People in the HD community often speculate as to what “triggers” the disease. The GeM-HD research provides a partial but important answer with its discovery of modifier genes and other genetic factors that influence the age of onset.


Dr. Jong-Min Lee at the 2015 HD Therapeutics Conference (photo by Gene Veritas)

For many years, I have speculated about my age of onset, almost always referencing my mother’s situation. However, as the GeM-HD research now shows, that is not very helpful because of the great variation in age of onset.

Thus, as I’ve watched the research progress, I have wondered: could one or more modifier genes inherited from my parents have acted to delay my HD onset well beyond my mother’s?

I’ve also thought about somatic expansion: perhaps my mother’s 40 CAG repeats expanded to a much higher number more quickly than mine. Perhaps the other genetic factors outlined by Dr. Gusella have had an impact.

For now, at least, I can’t be tested for the modifier genes or these other factors. As Dr. Gusella indicated, even if I could, it’s not clear how predictive they would be, nor how helpful such knowledge would be.

From 1995 to 2000, my family went through three CAG tests: my mother’s, mine, and our daughter’s. Luckily, our daughter tested negative in the womb, but my wife and I waited for three agonizing months to learn her status.

After those difficult experiences, would I really want to go through more tests? If I could know my genetics to a more precise level, including moment of onset and how the disease would develop, would I really want such information?

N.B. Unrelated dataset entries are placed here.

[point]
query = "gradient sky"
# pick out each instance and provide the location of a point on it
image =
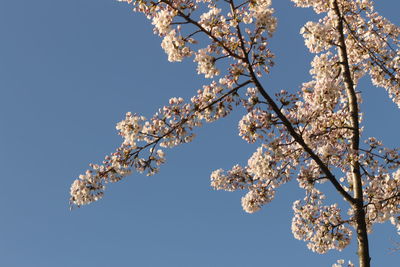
(69, 71)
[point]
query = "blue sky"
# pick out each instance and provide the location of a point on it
(69, 71)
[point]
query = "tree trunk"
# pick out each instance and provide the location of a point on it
(362, 236)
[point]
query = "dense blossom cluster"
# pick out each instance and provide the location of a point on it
(312, 136)
(340, 263)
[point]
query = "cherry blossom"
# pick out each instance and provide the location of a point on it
(311, 136)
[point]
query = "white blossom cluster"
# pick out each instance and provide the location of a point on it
(321, 226)
(300, 133)
(206, 64)
(340, 263)
(171, 126)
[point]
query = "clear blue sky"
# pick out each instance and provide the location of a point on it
(69, 70)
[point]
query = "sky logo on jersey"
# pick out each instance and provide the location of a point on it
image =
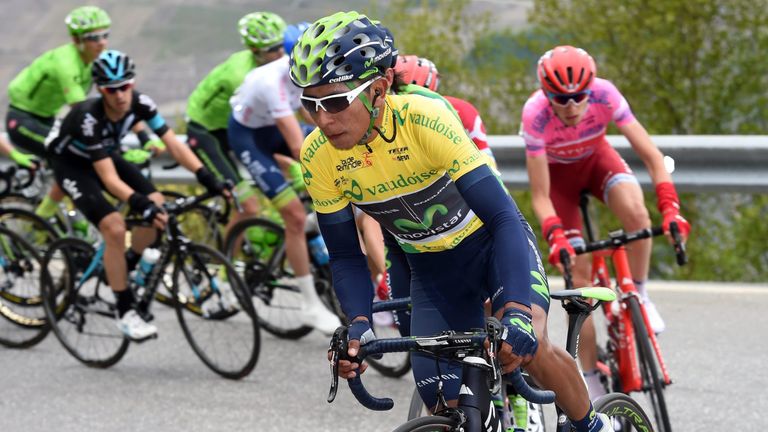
(425, 222)
(349, 164)
(88, 123)
(309, 152)
(438, 126)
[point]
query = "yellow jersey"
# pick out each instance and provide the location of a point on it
(407, 185)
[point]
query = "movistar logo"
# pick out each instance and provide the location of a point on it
(305, 174)
(425, 222)
(401, 118)
(517, 322)
(355, 193)
(401, 181)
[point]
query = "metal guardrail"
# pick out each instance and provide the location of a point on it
(703, 163)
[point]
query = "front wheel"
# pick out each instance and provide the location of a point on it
(215, 311)
(624, 412)
(22, 318)
(650, 370)
(429, 424)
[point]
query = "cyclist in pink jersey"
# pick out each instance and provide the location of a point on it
(564, 125)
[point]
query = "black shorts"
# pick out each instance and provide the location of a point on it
(28, 131)
(212, 148)
(81, 182)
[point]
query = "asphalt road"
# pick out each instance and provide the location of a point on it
(715, 346)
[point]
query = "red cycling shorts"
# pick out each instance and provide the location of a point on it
(597, 173)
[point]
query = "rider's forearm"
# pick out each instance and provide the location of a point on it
(351, 277)
(485, 196)
(652, 157)
(180, 152)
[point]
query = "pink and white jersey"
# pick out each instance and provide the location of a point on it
(266, 93)
(543, 132)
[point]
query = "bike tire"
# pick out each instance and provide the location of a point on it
(199, 223)
(653, 386)
(34, 229)
(391, 365)
(215, 312)
(80, 307)
(278, 306)
(22, 322)
(429, 424)
(625, 411)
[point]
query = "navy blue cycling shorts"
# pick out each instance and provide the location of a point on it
(448, 290)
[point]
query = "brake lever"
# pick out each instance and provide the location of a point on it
(495, 331)
(338, 345)
(679, 245)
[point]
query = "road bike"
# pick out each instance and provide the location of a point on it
(632, 360)
(211, 301)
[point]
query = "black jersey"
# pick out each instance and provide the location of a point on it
(86, 134)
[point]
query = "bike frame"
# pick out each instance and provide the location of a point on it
(620, 328)
(617, 314)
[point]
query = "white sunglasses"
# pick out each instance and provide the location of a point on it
(334, 103)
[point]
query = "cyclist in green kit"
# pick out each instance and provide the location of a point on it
(61, 76)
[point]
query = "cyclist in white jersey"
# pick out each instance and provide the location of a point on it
(262, 129)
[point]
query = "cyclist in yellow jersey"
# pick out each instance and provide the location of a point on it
(408, 162)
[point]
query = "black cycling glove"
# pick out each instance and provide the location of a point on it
(144, 206)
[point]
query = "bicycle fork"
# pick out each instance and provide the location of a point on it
(474, 397)
(624, 341)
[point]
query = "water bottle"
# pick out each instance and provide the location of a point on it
(318, 250)
(148, 259)
(79, 224)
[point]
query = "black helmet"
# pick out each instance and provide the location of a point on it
(112, 67)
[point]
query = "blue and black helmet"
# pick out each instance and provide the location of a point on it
(338, 48)
(112, 68)
(292, 34)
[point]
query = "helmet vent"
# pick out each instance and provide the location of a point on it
(302, 73)
(333, 50)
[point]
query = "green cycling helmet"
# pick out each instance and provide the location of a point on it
(261, 30)
(86, 19)
(345, 46)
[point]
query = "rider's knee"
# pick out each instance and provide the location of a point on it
(112, 228)
(294, 216)
(157, 198)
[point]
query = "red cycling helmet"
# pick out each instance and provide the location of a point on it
(419, 71)
(566, 69)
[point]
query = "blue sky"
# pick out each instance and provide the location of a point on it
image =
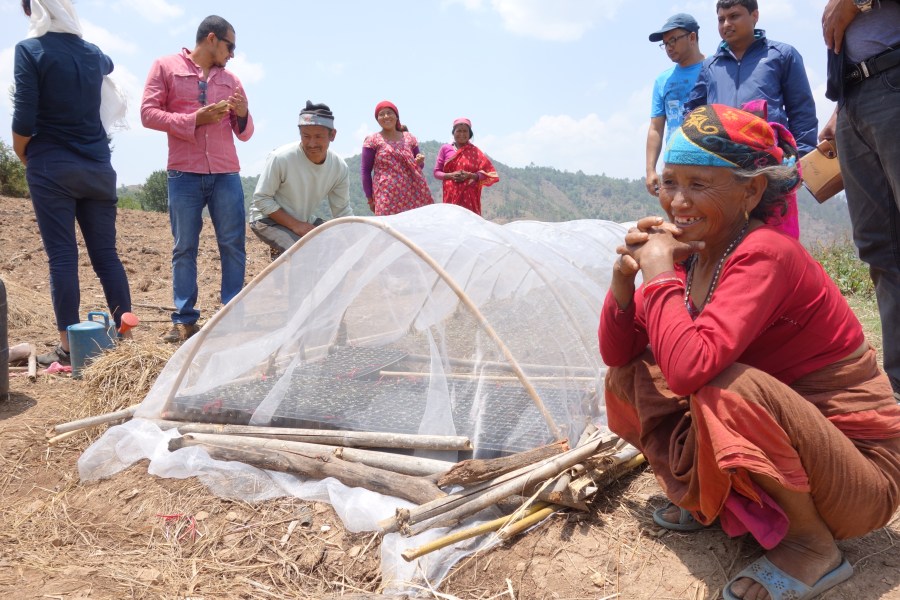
(564, 84)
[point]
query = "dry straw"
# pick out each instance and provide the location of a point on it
(119, 378)
(26, 307)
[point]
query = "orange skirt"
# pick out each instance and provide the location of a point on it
(834, 433)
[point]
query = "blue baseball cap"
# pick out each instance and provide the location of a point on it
(679, 21)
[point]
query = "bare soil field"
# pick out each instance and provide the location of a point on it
(138, 536)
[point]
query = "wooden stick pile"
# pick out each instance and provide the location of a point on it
(543, 481)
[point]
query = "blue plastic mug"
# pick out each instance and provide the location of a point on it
(87, 340)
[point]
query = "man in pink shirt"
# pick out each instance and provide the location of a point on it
(201, 107)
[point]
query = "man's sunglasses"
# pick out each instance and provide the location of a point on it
(229, 45)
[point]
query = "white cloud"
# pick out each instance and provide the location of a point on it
(336, 69)
(614, 145)
(560, 21)
(467, 4)
(110, 43)
(247, 72)
(155, 11)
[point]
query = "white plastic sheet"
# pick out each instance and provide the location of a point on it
(432, 321)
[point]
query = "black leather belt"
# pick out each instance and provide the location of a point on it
(869, 68)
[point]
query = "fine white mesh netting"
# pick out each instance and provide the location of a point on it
(433, 321)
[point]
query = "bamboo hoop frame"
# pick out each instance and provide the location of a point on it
(501, 366)
(469, 376)
(418, 251)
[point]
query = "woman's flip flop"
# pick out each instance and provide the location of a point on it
(686, 521)
(782, 586)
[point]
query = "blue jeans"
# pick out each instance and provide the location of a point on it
(223, 195)
(870, 163)
(67, 188)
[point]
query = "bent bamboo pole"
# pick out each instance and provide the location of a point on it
(494, 494)
(521, 525)
(411, 554)
(443, 505)
(470, 376)
(331, 437)
(398, 463)
(414, 489)
(501, 366)
(125, 413)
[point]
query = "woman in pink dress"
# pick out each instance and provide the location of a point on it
(391, 166)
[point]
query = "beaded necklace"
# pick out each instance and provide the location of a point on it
(712, 286)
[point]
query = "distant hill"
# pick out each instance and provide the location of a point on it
(548, 194)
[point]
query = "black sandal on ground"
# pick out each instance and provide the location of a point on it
(686, 521)
(56, 355)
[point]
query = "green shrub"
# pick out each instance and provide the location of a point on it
(843, 266)
(12, 173)
(154, 194)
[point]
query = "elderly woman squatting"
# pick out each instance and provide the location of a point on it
(758, 400)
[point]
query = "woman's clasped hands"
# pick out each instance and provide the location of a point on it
(651, 247)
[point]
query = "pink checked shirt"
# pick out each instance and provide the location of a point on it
(171, 97)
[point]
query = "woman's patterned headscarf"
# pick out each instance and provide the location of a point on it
(716, 135)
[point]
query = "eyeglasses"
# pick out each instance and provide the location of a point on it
(228, 44)
(673, 40)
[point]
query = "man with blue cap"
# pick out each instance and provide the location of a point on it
(679, 38)
(295, 181)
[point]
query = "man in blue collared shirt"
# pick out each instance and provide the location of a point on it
(747, 66)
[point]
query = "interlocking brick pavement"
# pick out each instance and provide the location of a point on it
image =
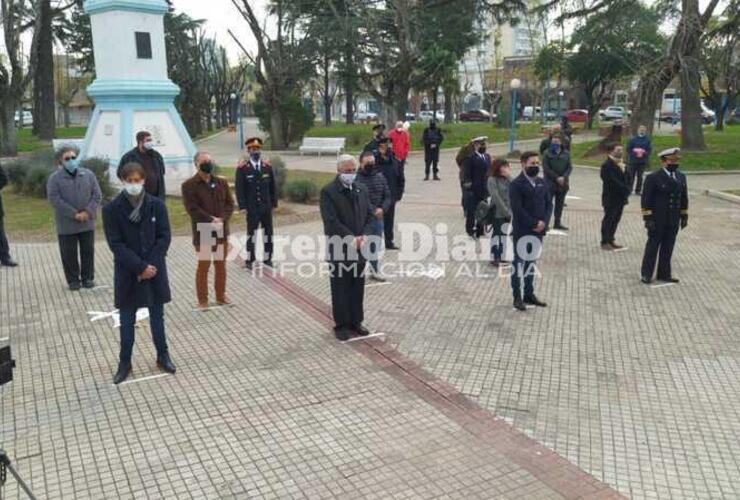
(630, 384)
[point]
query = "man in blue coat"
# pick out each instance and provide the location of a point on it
(137, 229)
(531, 208)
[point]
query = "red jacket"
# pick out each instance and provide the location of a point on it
(401, 143)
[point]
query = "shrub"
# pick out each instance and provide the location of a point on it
(278, 167)
(301, 191)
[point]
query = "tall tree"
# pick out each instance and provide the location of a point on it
(14, 75)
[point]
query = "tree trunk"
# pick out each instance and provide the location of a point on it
(8, 137)
(692, 133)
(44, 119)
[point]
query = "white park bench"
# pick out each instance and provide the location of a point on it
(320, 145)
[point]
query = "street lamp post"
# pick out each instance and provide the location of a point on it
(514, 84)
(236, 99)
(560, 103)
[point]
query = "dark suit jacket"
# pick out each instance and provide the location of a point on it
(136, 246)
(665, 200)
(615, 187)
(345, 213)
(529, 204)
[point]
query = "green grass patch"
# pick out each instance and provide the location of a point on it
(455, 134)
(723, 151)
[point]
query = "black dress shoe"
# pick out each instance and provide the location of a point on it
(166, 364)
(533, 300)
(342, 334)
(122, 373)
(669, 280)
(361, 331)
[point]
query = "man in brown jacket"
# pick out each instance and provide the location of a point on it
(209, 203)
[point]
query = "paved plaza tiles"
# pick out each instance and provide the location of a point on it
(615, 390)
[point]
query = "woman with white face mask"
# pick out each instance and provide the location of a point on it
(137, 229)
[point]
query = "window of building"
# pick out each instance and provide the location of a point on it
(143, 45)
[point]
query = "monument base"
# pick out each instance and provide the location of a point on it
(124, 108)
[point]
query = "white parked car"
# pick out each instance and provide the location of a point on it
(614, 113)
(428, 115)
(27, 118)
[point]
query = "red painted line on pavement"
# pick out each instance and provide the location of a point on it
(544, 464)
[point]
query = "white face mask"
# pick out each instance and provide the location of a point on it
(133, 189)
(347, 179)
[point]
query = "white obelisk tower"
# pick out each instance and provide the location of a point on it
(132, 91)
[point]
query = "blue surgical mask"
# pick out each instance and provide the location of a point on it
(71, 166)
(133, 189)
(348, 179)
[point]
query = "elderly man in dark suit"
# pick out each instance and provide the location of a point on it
(531, 208)
(348, 220)
(5, 259)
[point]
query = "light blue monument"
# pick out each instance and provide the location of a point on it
(132, 91)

Because of the lack of an effective treatment, most at-risk untested individuals decline testing for the CAG count. As Gene Veritas – the person who wanted to know the “truth in his genes” – I’m an outlier.

However, I cannot predict my feelings about further genetic testing until actually facing that possibility. I would only know at the moment they became available.

HD in the vanguard, but still highly complex

A decision to get tested again and my feelings about it would also depend on the availability of effective treatments. With the potential success of the Roche drug and others, doctors and HD clinics are preparing for the likely boom in testing for the CAG mutation, as people seek to learn their status before taking a drug.

As Dr. Gusella pointed out, HD stands in the vanguard of the attempt to apply protein-lowering and other cutting-edge techniques because, unlike the other major neurological disorders, it is monogenetic: it has a single genetic cause.

The critical GeM-HD discoveries could perhaps bolster the effectiveness of these other approaches or even result in unique medicines.

However, the new genetic research also underscores another reality of HD. Despite its monogenetic status, it is complex and features subtle genetic nuances. Huge challenges remain in developing treatments.

For HD-impacted individuals and their families, in the near term much will remain a mystery.